Western blot: the brain tissue was detached in phosphate buffer saline (PBS) and centrifuged at 1,500 rpm for 5 min. Then, the cell pellets were lysed in radioimmunoprecipitation assay (RIPA) buffer and crushed ultrasonically (43% power, 8 times, 3 s each time) into non-sticky status. Then, they were centrifuged at 12,000 rpm at 4°C for 5 min. After determining the protein concentration by Biyuntian BCA kit, equal amounts of cell lysates were separated by sodium dodecyl sulfate-polyacrylamide gel electrophoresis (SDS-PAGE) and transferred to a polyvinylidene difluoride (PVDF) membrane (Millipore). They were incubated with the indicated primary and corresponding secondary antibodies, and then, signals were detected by using a chemiluminescence instrument and analyzed by densitometry (ImageJ; National Institutes of Health). At least three sets of independent experiments were performed.

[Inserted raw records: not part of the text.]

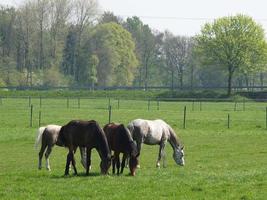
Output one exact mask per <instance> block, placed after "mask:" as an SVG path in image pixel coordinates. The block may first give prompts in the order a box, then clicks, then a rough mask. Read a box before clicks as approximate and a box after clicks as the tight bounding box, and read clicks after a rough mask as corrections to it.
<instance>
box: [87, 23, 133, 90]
mask: <svg viewBox="0 0 267 200" xmlns="http://www.w3.org/2000/svg"><path fill="white" fill-rule="evenodd" d="M86 46H87V47H86V48H87V49H89V52H90V53H91V55H92V54H95V55H96V56H97V57H98V58H99V64H98V65H97V82H98V85H102V86H111V85H118V86H126V85H131V84H132V81H133V78H134V73H135V70H136V67H137V64H138V61H137V59H136V56H135V52H134V50H135V44H134V42H133V39H132V37H131V34H130V33H129V32H128V31H127V30H125V29H124V28H123V27H122V26H121V25H119V24H116V23H114V22H111V23H105V24H100V25H98V26H97V27H96V28H95V29H94V30H93V32H92V34H91V37H90V38H89V41H88V43H87V44H86Z"/></svg>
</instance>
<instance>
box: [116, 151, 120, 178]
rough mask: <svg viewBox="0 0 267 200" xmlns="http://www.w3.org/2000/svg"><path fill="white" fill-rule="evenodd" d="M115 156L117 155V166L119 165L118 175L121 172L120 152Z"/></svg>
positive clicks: (117, 153)
mask: <svg viewBox="0 0 267 200" xmlns="http://www.w3.org/2000/svg"><path fill="white" fill-rule="evenodd" d="M115 157H116V167H117V175H119V174H120V165H121V163H120V153H115Z"/></svg>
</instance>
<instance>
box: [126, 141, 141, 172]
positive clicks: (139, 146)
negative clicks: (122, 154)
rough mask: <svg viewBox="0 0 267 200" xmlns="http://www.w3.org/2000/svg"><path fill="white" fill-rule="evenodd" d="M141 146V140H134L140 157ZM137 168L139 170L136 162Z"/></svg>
mask: <svg viewBox="0 0 267 200" xmlns="http://www.w3.org/2000/svg"><path fill="white" fill-rule="evenodd" d="M142 144H143V139H142V138H141V139H139V140H136V146H137V151H138V154H139V155H140V153H141V148H142ZM128 160H129V159H128ZM137 168H140V164H139V161H138V164H137Z"/></svg>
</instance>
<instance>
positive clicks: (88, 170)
mask: <svg viewBox="0 0 267 200" xmlns="http://www.w3.org/2000/svg"><path fill="white" fill-rule="evenodd" d="M90 168H91V149H89V148H88V147H87V148H86V175H87V176H88V175H89V170H90Z"/></svg>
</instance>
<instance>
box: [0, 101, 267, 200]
mask: <svg viewBox="0 0 267 200" xmlns="http://www.w3.org/2000/svg"><path fill="white" fill-rule="evenodd" d="M29 104H30V105H31V104H32V105H33V116H32V119H33V121H32V127H31V126H30V125H31V123H30V110H31V107H30V106H29ZM109 104H110V105H111V107H112V112H111V121H113V122H120V123H124V124H127V123H128V122H129V121H131V120H133V119H136V118H144V119H157V118H161V119H163V120H165V121H166V122H167V123H169V124H170V125H171V126H172V127H173V128H174V130H175V132H176V133H177V135H178V137H179V138H180V139H181V141H182V143H183V144H184V146H185V166H184V167H180V166H177V165H176V164H175V162H174V160H173V159H172V149H171V146H170V145H169V144H168V145H167V147H166V152H167V167H166V168H163V167H161V168H159V169H158V168H156V159H157V154H158V146H148V145H143V149H142V152H141V157H140V163H141V168H140V169H138V171H137V174H136V176H135V177H131V176H129V175H128V172H129V170H128V169H126V170H125V172H124V174H123V175H120V176H117V175H112V174H110V175H107V176H103V175H100V169H99V157H98V155H97V153H96V151H95V150H94V151H93V155H92V170H91V171H90V175H89V176H85V170H84V169H83V167H82V165H81V164H80V162H79V161H80V155H79V154H78V153H77V154H76V156H75V157H76V160H77V161H78V162H77V170H78V176H73V175H70V176H68V177H65V176H63V174H64V168H65V161H66V155H67V150H66V149H64V148H62V147H55V148H54V149H53V151H52V153H51V156H50V165H51V168H52V171H51V172H48V171H46V169H45V168H43V169H42V170H38V169H37V164H38V151H37V150H35V149H34V143H35V136H36V130H37V128H38V127H39V123H41V125H46V124H59V125H64V124H66V123H67V122H68V121H70V120H72V119H88V120H89V119H95V120H97V121H98V122H99V123H100V124H101V125H102V126H103V125H105V124H106V123H108V120H109V115H108V114H109V111H108V105H109ZM184 106H186V107H187V113H186V128H184V124H183V118H184V113H183V112H184ZM266 106H267V104H266V103H260V102H246V104H245V105H244V104H243V103H242V102H239V103H237V104H235V103H234V102H202V103H200V102H197V101H196V102H194V103H193V102H184V101H182V102H176V101H169V102H168V101H160V102H159V104H157V102H156V101H151V102H150V103H149V107H148V101H145V100H123V99H121V100H120V101H119V102H118V100H117V99H110V102H109V99H107V98H91V99H89V98H80V99H77V98H69V99H67V98H42V99H41V100H40V99H39V98H32V99H30V102H29V98H22V97H20V98H3V99H1V102H0V113H1V115H0V124H1V125H0V198H1V199H139V200H140V199H188V200H191V199H243V200H245V199H253V200H254V199H266V198H267V130H266ZM40 111H41V112H40ZM40 114H41V119H39V116H40ZM228 114H229V116H230V124H229V126H230V127H229V128H228ZM39 120H40V121H39ZM38 150H39V148H38ZM110 172H111V170H110Z"/></svg>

CMV proteins were detected using mouse monoclonal antibodies to IE1 (Virusys corporation P1215), gB (Virusys P1201), and pp65 (made by the laboratory of Wuhan Institute of Virology) and a rabbit polyclonal antibody to GAPDH (Proteintech 10494-1-AP). The secondary antibodies used were horseradish peroxidase (HRP) conjugated goat anti-mouse IgG (H+L).

Ethical considerations.

Informed consent was obtained from the parents or guardians for the collection of blood and brain samples. This study was approved by the Ethics Committee of the Chinese PLA General Hospital and the Ethics Committee of Yuquan Hospital of Tsinghua University.

Statistical analysis.

SAS 9.4 was used for statistical analysis. Chi-square test or Fisher’s exact test was used for qualitative data. Independent-sample t test or Mann-Whitney U test was used for quantitative data. We reported the data as mean ± standard deviation (SD) or as median and interquartile range (IQR), respectively. Forced entry binary logistic regression was used to assess the impact of some specific factors on the likelihood of having ASD in our TSC cohort. The exponentiation of the B coefficient values was used to determine odds ratios. A P-value of 5% in the two-sides test was considered statistically significant, but in the univariate analysis of the CMV seroprevalence in the ASD and non-ASD groups, one-side test and a P-value of 10% were used, because according to clinical knowledge and literature reports, CMV was a risk factor for ASD and its impact on ASD was unidirectional.

Data availability.

The data of this study are available on request from the corresponding author. The data are not publicly available due to privacy or ethical restrictions.